Our next question comes from Ben Burnett from Stifel.

This is Neil Carnahan on for Ben. The DAPI staining image, as you showed, had really good infiltration on immune cells. I guess our question being, what do you think is holding back is the tumor microenvironment, planting activity or causing exhaustion, just curious what your thoughts are here? And if this maybe supports combining 255 with a checkpoint inhibitor?

Yes, sure.
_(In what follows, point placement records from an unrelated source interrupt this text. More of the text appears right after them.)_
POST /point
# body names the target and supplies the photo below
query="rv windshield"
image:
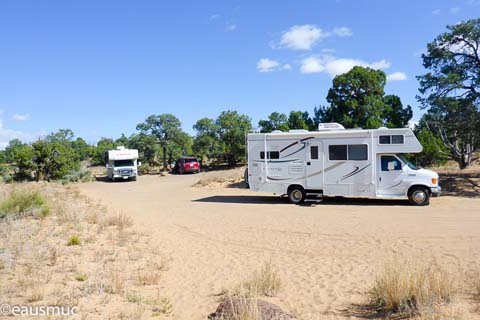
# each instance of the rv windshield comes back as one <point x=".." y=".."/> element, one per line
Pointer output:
<point x="123" y="163"/>
<point x="408" y="163"/>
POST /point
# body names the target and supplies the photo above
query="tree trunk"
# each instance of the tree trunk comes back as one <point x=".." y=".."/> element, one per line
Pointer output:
<point x="164" y="157"/>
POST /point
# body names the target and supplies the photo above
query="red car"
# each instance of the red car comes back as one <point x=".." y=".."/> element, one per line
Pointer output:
<point x="186" y="164"/>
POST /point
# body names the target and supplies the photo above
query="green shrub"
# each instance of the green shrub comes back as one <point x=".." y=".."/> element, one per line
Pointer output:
<point x="74" y="241"/>
<point x="78" y="176"/>
<point x="20" y="203"/>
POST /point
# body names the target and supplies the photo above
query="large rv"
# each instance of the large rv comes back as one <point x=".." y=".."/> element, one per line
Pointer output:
<point x="122" y="164"/>
<point x="334" y="161"/>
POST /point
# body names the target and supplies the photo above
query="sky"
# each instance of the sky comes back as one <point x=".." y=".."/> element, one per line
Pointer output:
<point x="101" y="67"/>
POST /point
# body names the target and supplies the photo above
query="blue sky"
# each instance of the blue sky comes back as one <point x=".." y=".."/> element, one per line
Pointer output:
<point x="101" y="67"/>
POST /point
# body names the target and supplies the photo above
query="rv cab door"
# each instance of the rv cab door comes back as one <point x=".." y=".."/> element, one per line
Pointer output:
<point x="391" y="176"/>
<point x="314" y="166"/>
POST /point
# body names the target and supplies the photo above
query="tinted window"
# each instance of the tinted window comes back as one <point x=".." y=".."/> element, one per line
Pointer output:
<point x="314" y="152"/>
<point x="384" y="139"/>
<point x="357" y="152"/>
<point x="270" y="155"/>
<point x="337" y="152"/>
<point x="397" y="165"/>
<point x="123" y="163"/>
<point x="397" y="139"/>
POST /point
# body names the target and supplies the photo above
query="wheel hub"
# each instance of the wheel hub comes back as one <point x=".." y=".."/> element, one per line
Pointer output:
<point x="297" y="194"/>
<point x="419" y="196"/>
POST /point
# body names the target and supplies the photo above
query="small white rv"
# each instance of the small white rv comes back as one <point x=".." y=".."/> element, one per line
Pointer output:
<point x="122" y="164"/>
<point x="334" y="161"/>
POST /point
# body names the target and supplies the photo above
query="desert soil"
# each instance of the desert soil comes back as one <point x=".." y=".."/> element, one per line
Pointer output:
<point x="327" y="255"/>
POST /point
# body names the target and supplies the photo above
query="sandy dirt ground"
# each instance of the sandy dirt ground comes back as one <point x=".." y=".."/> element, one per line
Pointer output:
<point x="327" y="255"/>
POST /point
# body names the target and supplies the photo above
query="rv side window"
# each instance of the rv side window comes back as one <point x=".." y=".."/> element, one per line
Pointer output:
<point x="397" y="139"/>
<point x="337" y="152"/>
<point x="384" y="139"/>
<point x="270" y="155"/>
<point x="393" y="139"/>
<point x="357" y="152"/>
<point x="314" y="152"/>
<point x="390" y="163"/>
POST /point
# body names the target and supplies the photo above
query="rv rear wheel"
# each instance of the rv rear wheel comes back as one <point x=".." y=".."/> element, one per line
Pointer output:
<point x="419" y="196"/>
<point x="296" y="194"/>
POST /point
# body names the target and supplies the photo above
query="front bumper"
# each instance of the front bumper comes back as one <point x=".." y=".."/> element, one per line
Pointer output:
<point x="436" y="191"/>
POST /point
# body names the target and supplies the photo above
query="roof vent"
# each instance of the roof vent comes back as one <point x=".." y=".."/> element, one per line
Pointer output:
<point x="330" y="126"/>
<point x="298" y="131"/>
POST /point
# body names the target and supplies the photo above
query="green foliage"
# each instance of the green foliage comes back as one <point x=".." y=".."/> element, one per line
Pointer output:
<point x="394" y="115"/>
<point x="275" y="121"/>
<point x="78" y="176"/>
<point x="455" y="122"/>
<point x="223" y="138"/>
<point x="74" y="241"/>
<point x="451" y="89"/>
<point x="167" y="130"/>
<point x="298" y="120"/>
<point x="53" y="159"/>
<point x="207" y="144"/>
<point x="21" y="203"/>
<point x="20" y="155"/>
<point x="232" y="129"/>
<point x="357" y="100"/>
<point x="146" y="146"/>
<point x="453" y="62"/>
<point x="434" y="152"/>
<point x="103" y="145"/>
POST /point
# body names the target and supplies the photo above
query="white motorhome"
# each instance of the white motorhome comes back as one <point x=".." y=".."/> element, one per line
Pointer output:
<point x="334" y="161"/>
<point x="122" y="164"/>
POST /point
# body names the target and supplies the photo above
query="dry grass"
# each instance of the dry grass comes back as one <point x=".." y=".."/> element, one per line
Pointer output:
<point x="41" y="259"/>
<point x="233" y="176"/>
<point x="474" y="280"/>
<point x="119" y="220"/>
<point x="265" y="282"/>
<point x="406" y="287"/>
<point x="22" y="202"/>
<point x="244" y="306"/>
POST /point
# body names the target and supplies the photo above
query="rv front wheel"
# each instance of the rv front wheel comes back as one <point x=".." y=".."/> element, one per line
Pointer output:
<point x="296" y="194"/>
<point x="419" y="196"/>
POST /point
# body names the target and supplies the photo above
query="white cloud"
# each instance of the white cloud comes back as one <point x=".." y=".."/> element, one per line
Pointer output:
<point x="397" y="76"/>
<point x="382" y="64"/>
<point x="412" y="124"/>
<point x="7" y="134"/>
<point x="230" y="27"/>
<point x="21" y="117"/>
<point x="311" y="65"/>
<point x="454" y="10"/>
<point x="342" y="32"/>
<point x="302" y="37"/>
<point x="334" y="66"/>
<point x="267" y="65"/>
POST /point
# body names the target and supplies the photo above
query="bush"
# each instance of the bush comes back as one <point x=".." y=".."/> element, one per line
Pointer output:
<point x="263" y="282"/>
<point x="78" y="176"/>
<point x="20" y="203"/>
<point x="405" y="287"/>
<point x="74" y="241"/>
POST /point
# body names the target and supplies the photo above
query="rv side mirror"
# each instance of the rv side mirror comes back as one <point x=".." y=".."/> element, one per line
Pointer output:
<point x="391" y="166"/>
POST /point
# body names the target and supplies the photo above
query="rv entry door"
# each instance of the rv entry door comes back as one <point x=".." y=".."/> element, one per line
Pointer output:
<point x="314" y="166"/>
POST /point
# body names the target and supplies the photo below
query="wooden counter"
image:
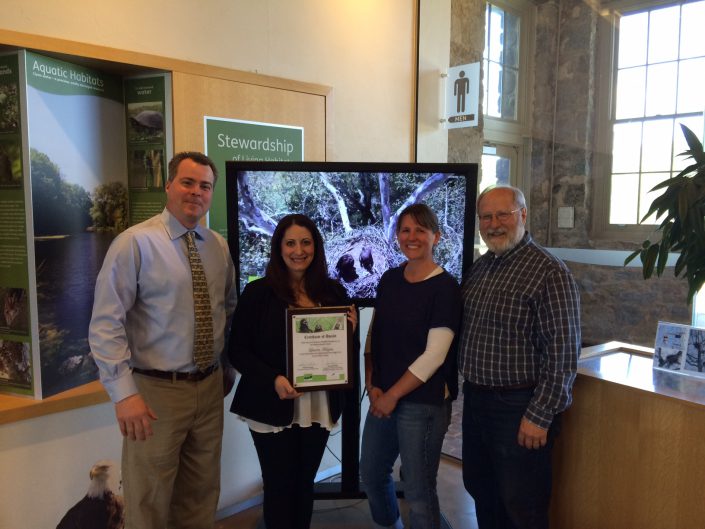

Great question, Neil. So first of all, I mean that is the patient that, of course, is having a response, right? So that DAPI infiltrate and then the change from the de-condensed nuclei that you see in those large epithelial cell tumors, to the highly condensed lymphocytes that have a much more highly packaged nucleus, right? It shows you that kind of difference. Now as we showed that the dots, those blue dots, they're actually different immune cell populations. So if you look closely at the different micrographs, there are different spots that are CD68-positive and then are CD8 positive. So there are additional immune cells in there as well. That tumor microenvironment overall becomes very, very hot, right, as you could tell from those micrographs. And as you compare the baseline image where there's essentially no immune cell infiltrate. And the cells that you see, they're really on the outside of the tumor. They're not in the inside of that section. So what we think happened here is really highly consistent with the kind of immune response that we're hoping to see, and that kind of heating up of the tumor environment and creating that inflammatory kind of milieu that we'd like to see. And the reason why we reported the results on the actual disappearance of tumor cells relative to the CT scan is also highlighting the point that Dimitry made earlier. So in the CT scan, you're picking up contrast in the area that you're imaging. But if you're full of immune cell, even though the tumor might be substantially reduced, you'll still see a level of contrast. At that week 9 time point in that patient, we saw about a tenfold reduction in tumor cell staining, but we only saw about a 37.5% reduction in CT. So with time, as Dimitry said, that deepening of response can actually come from those immune cells basically completing all of their inflammatory responses, the phagocytes competing in golfing, all the remaining tissue and clearing all the debris and then the whole kind of locus dying down with deeper and deeper shrinkages. So all things are directionally exactly as we were hoping to see based on the preclinical data, and we're very excited that we have more patients with biopsy samples that we'll be analyzing to continue to strengthen these observations.

And I am showing no further questions from the phone lines. And I'd like to turn the conference back over to Vivian Wu for any closing remarks.

Thank you, Crystal. Thank you very much for joining us today. Have a wonderful afternoon.

This concludes today's conference call. Thank you for your participation, and you may now disconnect.